La pizza est excellente, le jambon et le fromage viennent vraiment de Parme, l’huile d’olive est très fruitée pour un prix bien inférieur à Venise.

Impressions de voyage II

L’esclavage

On connaît bien l’esclavage aux États-Unis, mais celui-ci ne représenta que 6% de l’ensemble de « l’importation » d’esclaves à partir de l’Afrique. Les Français arrivent largement en tête avec 23% pour les Antilles. Il est vrai que les Américains rachetaient des esclaves aux Français.

L’Amérique rurale et la voiture

PickupTruckLafayette, Louisiane. La capitale du pays Cajun est une ville de 10 500 habitants. Pourtant elle occupe au moins dix fois plus de surface qu’une ville équivalente en France (par exemple Obernai). En effet, autour de chaque maison, il y a au moins 20 ares de gazon et pourtant certaines maisons sont seulement des wagons à peine plus grands qu’un mobile home européen.

Il n’y a pas vraiment de centre ville. La banque est un bâtiment de plain pied avec du gazon et un parking autour. Idem pour le magasin de légume, le supermarché, la pharmacie, etc. Il est donc impossible de faire ses courses à pied.

Pour un américain, hors des grandes villes, la voiture est absolument indispensable ! Impossible de faire des courses ou de travailler sans voiture. Pour Monsieur ce sera donc un pickup truck avec 4 ou 6 roues motrices et pour Madame un 4X4 à peine plus petit mais fermé, avec beaucoup de sièges pour transporter la marmaille.

Comme tous les véhicules qu’on voit sur la route consomme entre 15 et 30 litres au cent (sauf les voitures de location des touristes), il est facile de comprendre que les Américains ont besoin d’une essence pas chère (2,42 $ le gallon, c-à-d. 0,52 € le litre).

Comment sont les Américains

Ça se confirme. Les Américains sont affables, serviables, avec à la Nouvelle Orléans une jovialité toute méridionale.

Impressions de voyage

L’argent

Les pièces d’un dollar existent mais en quatre jours je n’en ai pas vu une seule. Il y a des pièces de quarter (1/4 de dollar) et des plus petites, par exemple 5 cents qu’on vous rend à l’occasion, mais je serais bien en peine de savoir comment s’en resservir, à part en accumuler assez pour faire un dollar.

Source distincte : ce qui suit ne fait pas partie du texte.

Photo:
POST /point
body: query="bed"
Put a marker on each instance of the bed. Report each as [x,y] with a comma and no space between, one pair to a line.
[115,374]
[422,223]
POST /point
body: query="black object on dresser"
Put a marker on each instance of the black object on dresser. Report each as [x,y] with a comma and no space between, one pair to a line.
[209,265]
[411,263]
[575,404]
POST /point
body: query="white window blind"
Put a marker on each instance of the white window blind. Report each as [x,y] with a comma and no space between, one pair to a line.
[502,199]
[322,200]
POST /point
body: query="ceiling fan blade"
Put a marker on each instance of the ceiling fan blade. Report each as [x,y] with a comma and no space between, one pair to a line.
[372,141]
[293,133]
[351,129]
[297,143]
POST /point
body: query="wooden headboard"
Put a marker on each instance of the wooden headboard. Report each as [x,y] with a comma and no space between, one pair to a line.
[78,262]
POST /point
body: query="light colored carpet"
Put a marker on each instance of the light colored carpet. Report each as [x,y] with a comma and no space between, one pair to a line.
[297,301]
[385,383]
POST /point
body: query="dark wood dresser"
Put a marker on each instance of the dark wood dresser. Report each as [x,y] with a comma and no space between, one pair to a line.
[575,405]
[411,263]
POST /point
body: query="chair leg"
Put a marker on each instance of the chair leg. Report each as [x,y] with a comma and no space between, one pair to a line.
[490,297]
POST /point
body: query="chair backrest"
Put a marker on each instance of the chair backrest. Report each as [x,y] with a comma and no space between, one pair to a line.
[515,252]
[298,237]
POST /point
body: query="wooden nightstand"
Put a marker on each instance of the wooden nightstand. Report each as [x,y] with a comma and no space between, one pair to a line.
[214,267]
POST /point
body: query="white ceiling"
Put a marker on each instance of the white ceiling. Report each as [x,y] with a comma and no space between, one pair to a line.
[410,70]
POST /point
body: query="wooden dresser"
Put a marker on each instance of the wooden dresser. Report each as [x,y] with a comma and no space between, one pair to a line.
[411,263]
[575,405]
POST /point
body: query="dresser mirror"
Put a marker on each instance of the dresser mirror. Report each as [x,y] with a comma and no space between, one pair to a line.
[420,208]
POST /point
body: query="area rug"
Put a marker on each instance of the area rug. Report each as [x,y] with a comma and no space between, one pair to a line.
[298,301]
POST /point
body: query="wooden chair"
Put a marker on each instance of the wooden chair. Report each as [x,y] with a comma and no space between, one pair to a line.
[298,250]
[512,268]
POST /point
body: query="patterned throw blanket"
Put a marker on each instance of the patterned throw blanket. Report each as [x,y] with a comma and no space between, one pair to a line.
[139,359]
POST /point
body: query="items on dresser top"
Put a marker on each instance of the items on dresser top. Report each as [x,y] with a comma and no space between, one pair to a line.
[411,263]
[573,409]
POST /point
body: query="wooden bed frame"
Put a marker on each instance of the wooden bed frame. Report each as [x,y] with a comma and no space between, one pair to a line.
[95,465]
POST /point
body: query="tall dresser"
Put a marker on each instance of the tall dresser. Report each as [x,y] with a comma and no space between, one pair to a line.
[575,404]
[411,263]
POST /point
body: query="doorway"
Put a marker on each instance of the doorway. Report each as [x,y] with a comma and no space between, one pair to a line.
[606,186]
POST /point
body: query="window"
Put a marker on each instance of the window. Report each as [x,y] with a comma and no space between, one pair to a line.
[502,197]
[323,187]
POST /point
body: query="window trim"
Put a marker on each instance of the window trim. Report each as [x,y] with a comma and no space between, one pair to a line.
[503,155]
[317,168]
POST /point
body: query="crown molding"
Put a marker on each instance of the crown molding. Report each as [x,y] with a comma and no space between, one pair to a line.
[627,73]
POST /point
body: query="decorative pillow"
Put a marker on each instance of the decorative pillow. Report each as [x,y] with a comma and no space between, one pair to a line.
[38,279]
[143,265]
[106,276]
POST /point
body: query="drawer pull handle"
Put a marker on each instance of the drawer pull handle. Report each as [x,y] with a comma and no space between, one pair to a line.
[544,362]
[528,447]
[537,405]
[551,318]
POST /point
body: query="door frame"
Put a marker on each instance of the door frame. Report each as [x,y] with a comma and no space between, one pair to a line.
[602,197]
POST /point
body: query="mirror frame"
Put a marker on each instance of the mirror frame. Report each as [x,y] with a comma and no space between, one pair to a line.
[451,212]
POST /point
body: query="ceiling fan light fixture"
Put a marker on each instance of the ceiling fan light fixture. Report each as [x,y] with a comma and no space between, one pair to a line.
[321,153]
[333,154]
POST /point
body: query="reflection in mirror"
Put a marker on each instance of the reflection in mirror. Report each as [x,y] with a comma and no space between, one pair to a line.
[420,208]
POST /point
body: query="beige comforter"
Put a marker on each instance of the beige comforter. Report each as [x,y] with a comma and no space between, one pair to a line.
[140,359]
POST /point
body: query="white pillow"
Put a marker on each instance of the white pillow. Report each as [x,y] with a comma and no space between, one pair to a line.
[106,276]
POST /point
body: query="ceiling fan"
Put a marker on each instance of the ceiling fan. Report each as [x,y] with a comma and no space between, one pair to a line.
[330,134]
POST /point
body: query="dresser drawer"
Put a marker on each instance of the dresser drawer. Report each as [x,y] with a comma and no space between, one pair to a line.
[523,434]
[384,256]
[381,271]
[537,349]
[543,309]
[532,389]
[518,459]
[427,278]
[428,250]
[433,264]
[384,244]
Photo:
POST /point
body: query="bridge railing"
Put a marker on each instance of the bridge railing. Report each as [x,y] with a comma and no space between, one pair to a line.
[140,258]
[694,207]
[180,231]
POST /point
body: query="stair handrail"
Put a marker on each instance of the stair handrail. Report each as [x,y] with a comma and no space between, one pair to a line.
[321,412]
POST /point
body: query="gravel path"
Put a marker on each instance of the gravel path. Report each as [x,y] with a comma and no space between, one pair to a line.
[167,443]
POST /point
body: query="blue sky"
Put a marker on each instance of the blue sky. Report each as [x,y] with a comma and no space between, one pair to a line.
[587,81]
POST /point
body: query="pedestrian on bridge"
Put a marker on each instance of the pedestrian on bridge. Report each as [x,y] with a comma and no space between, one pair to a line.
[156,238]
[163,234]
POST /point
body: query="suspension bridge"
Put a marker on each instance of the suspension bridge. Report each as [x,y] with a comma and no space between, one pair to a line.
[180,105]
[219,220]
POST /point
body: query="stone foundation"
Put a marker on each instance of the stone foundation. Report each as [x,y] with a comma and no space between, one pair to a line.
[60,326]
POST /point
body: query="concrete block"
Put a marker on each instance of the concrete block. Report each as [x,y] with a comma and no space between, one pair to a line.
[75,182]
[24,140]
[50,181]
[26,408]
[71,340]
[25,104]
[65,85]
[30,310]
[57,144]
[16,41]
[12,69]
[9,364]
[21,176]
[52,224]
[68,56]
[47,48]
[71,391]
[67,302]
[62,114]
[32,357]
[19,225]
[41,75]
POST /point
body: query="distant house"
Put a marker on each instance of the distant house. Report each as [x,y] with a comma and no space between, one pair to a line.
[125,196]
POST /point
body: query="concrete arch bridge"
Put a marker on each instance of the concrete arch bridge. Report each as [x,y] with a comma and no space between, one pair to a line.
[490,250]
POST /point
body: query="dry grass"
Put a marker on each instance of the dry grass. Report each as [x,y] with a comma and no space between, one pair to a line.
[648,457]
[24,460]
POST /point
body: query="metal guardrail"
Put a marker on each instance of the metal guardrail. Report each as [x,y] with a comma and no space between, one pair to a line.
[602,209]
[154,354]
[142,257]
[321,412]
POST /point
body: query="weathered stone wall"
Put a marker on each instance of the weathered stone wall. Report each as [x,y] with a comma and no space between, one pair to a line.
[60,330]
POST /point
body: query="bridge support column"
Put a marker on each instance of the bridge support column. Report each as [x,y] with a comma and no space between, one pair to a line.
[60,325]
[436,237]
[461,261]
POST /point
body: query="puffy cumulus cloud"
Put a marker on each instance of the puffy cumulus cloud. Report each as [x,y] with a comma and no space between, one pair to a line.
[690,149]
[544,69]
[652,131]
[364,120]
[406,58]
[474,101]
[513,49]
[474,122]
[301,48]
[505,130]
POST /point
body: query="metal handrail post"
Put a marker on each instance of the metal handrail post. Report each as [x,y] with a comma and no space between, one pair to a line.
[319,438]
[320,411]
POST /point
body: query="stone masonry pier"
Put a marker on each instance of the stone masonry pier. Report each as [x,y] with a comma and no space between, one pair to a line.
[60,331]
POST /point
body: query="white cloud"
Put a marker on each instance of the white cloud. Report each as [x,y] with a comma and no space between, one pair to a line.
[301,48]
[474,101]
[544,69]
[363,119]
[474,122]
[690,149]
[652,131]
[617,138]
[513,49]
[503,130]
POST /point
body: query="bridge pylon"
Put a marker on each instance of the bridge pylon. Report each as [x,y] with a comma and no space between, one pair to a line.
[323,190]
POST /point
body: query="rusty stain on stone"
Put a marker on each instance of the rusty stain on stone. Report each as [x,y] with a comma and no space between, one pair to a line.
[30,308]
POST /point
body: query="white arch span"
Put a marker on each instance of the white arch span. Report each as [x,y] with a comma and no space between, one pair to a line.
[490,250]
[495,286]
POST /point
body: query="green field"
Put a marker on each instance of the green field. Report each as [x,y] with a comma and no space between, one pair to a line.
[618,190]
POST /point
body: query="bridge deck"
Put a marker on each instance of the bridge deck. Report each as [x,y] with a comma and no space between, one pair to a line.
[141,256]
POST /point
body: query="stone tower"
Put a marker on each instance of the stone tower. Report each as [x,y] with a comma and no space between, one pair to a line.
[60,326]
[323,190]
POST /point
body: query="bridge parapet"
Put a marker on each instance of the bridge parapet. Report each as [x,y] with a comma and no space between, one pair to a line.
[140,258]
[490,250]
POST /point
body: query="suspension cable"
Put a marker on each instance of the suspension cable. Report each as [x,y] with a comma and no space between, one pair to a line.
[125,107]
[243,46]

Donc, on n’utilise quasiment que des billets. Un après-midi, je me suis offert une glace que j’ai payé avec quatre billets d’un dollar. Ça donne l’impression d’être riche.

Les prix sont en général indiqués hors taxes. Donc, quand vous achetez un hotdog, absolument infect d’ailleurs, affiché à deux dollars, on vous réclame 2,18 $, et vous vous retrouvez avec les fameuses petites pièces qui ne servent à rien.

La vie en commun

Si dans les rues, les transports en commun, en France on rencontre des gens incivils (portables à fond, pieds sur les banquettes, agressivité, voire pire), rien de cela à New York. Les gens, autour de vous, sont calmes, polis. Au moindre effleurement, on s’excuse avec empressement. Quand les gens remarquent que vous êtes étranger, on s’empresse de vous aider. Un jeune, voyant que nous étions un couple, mais assis loin de l’autre a changé de place pour nous permettre d’être ensemble. A vérifier dans les autres villes.

La nourriture

Les Américains mangent n’importe quoi, n’importe quand, n’importe où. Il y a des choses qu’on ne fait pas dans la rue, comme boire de l’alcool, d’où l’absence de terrasses de bistrot, en dehors de Little Italy ou Greenwich Village. En revanche, achetez vous un infâme hamburger, asseyez-vous n’importe où (parvis d’église, rebord de fontaine), faites dégouliner la sauce sur le trottoir, ça, c’est permis.

Vous pouvez passer aussi devant les restaurants à n’importe quelle heure (fastfood ou bon restaurant), il y aura toujours des gens en train de manger.